The clarification of new experimentation and the novelty of the asymptotic analysis is useful. I recommend an accept.

格式问题

n/a

作者回复

We thank the reviewer for their thoughtful and informative review.

Weaknesses: Methodologically, the jarzynski formulation was already completely typified as it is used here in [1]. I guess the authors see the key insight as reapplying it in a new domain, i.e. to estimate a different expectation on which to perform gradient descent. This is a bit lacking.

We thank the reviewer for pointing this out.

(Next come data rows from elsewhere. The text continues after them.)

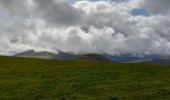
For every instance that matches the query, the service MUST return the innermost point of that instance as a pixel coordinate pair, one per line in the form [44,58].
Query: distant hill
[154,61]
[61,55]
[96,57]
[34,54]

We agree that the formulation we employ builds upon existing work, notably [1]. Our methodological contributions are two-fold:

  • Adapting the methodology in [1] to a statistical problem (MMLE) as pointed out by the reviewer - expanding its scope to a whole class of statistical models.
  • Providing a convergence analysis for this scheme, connecting the literature on biased gradient descent and IS-type estimates of gradients of marginal likelihoods.

This second aspect is also crucial to our contribution as the theoretical analysis of θ\theta iterates was left open in [1]. We will emphasise this a bit more in our updated manuscript.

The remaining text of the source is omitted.